# Simulations

The Monty Hall problem is a probability puzzle that illustrates how counterintuitive probability can be, and this example offers a practical way to learn key programming concepts such as loops, conditionals, and randomness in R.

## **The Monty Hall Problem**

The Monty Hall problem originates from a game show where a contestant is faced with three doors. Behind one door is a car (the prize), and behind the other two doors are goats. The contestant initially selects one of the doors. Then, the host, who knows what’s behind the doors, opens one of the remaining doors, revealing a goat. The contestant is then asked whether they would like to stick with their original choice or switch to the other unopened door. The question is: should the contestant switch or stay to maximize their chances of winning?

Mathematically, switching offers a 2/3 chance of winning, while staying with the original choice only gives a 1/3 chance of winning. This simulation will demonstrate why switching is the better strategy by running thousands of trials.

## **Key Concepts in R Programming**

To simulate the Monty Hall problem, we will use several core programming concepts in R:

* **Variables**: Variables store values and help track information like the number of wins or the number of games played.
* **Loops**: A loop allows us to repeat a block of code multiple times. Here, a `for` loop will help us simulate the game thousands of times.
* **Conditionals (if-else statements)**: These enable the program to make decisions based on logical conditions.
* **Random Number Generation**: Random numbers are critical for simulating real-life scenarios like randomly assigning the car to a door or randomly choosing a door.

## **The R Code Explained**

Let’s walk through the Monty Hall simulation code in detail:

### **a. Initializing Variables**

```r
wins <- 0
games_played <- 0
```

We initialize two variables, `wins` and `games_played`, both set to 0. `wins` will count how many times the contestant wins the game, and `games_played` keeps track of the total number of games played.

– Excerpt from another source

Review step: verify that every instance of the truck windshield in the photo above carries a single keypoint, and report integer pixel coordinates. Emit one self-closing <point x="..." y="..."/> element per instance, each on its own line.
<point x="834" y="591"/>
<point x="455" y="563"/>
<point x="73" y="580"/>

### **b. Defining the Doors**

```r
doors <- seq(1, 3)
```

The variable `doors` holds the possible doors (1, 2, and 3) behind which the car could be hidden. This sequence will be used to simulate the possible locations for the car and contestant choices.

### **c. Setting Parameters**

```r
n <- 10000
decision <- "switch"
```

We set `n` to 10,000, which specifies how many games will be simulated. The variable `decision` controls the contestant’s strategy: `"switch"` means the contestant will always switch doors, while `"stay"` would indicate the contestant sticks with their original choice.

### **d. The Loop: Running the Simulation**

```r
for (i in 1:n) {
    car_position <- sample(1:3, 1)
    contestant_choice <- sample(1:3, 1)
```

The `for` loop runs `n` times, which means it simulates the game 10,000 times. For each game, the car is randomly placed behind one of the doors using `sample(1:3, 1)`. The contestant also randomly chooses one of the doors.

### **e. Monty's Action**

```r
montys_options <- setdiff(doors, c(car_position, contestant_choice))
montys_choice <- sample(montys_options, 1)
```

Monty, the host, will open a door that neither contains the car nor was selected by the contestant. The `setdiff()` function helps us find Monty’s available options by excluding both the car’s position and the contestant’s choice. Then, `sample()` is used to randomly pick one of these doors for Monty to open.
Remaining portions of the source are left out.